Activists lined up to condemn the utility. When CPUC President Michael Picker limited statements to one minute, speakers shouted after their microphones were turned off.

Legislature members, in terms of last year’s fires, are hesitant to intervene right now because they don’t know PG&E’s total liability, McCallum said. In addition to the Camp Fire, there’s still no official cause for the Tubbs Fire, a 2017 blaze in Sonoma County.

In addition, McCallum said, lawmakers are waiting for the "scrub analysis," which will say how much PG&E could pay through its insurance policies and by selling off assets.

Assemblyman Chris Holden (D) is considering a bill that potentially would let PG&E bill ratepayers for 2018 fire liabilities, McCallum said.

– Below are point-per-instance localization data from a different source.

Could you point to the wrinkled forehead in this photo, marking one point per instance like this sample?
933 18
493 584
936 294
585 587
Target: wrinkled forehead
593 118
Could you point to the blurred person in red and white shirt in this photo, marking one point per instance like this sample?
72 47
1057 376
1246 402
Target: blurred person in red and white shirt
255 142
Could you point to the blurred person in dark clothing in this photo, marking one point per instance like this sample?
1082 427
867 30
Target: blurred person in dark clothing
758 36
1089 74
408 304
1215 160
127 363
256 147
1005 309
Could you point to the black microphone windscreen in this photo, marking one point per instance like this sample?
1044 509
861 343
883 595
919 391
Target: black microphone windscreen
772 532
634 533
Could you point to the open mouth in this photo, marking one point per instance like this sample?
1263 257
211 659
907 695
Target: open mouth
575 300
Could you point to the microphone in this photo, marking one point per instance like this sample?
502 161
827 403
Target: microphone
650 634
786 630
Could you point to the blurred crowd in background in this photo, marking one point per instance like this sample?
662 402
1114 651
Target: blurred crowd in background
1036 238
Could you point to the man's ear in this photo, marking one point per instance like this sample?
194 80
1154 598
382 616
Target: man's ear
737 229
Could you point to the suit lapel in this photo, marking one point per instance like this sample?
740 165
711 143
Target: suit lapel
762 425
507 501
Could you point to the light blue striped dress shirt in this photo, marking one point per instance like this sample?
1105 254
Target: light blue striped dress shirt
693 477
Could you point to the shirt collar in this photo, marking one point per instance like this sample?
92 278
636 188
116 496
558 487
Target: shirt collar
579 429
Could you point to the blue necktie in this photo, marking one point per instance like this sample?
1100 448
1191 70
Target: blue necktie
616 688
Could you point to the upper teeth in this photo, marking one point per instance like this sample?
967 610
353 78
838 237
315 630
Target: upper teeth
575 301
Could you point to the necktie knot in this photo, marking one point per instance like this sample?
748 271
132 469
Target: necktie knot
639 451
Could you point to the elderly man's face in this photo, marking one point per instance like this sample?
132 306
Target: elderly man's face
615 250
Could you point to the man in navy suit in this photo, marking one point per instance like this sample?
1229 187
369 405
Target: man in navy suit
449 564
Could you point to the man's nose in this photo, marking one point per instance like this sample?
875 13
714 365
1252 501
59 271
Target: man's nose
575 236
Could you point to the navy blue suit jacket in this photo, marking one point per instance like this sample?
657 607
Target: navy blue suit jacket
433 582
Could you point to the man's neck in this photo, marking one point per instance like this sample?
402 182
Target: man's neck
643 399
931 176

But there’s not enough support for it right now, he added.

Garo Manjikian, Holden’s communications director, confirmed the assemblyman is considering a bill. As one hasn’t yet been offered, he said, "it’s beyond premature for vote counting at this point."

Holden in a statement said addressing the impact of last year’s deadly wildfires "will be a top priority" for Newsom and the Legislature. "Maintaining a reliable, safe, and affordable utility service for all Californians continues to be our ultimate goal," he said.

Cutting off power an option?

Wara with Stanford University argued PG&E needs to implement a system where it cuts off power when fire risk is elevated. U.S. District Court for the Northern District of California Judge William Alsup last week said he wanted the utility to make the move given the deaths in recent fires (Greenwire, Jan. 10).

San Diego Gas & Electric Co., a subsidiary of Sempra Energy, has that in place. It would be more disruptive in PG&E territory, however, Wara said, as there are taller trees and more rural homes.

PG&E additionally will need more conservative triggers for when to turn off power, Wara said. The utility in fact looked at doing it just before the Camp Fire started but opted against it because weather conditions didn’t meet the SDG&E criteria, which PG&E uses as a template.

However, turning off the power when it’s windy is the best option at this time for shrinking wildfire damages, Wara said.

"That’s the only way out of this I think at this point," Wara said.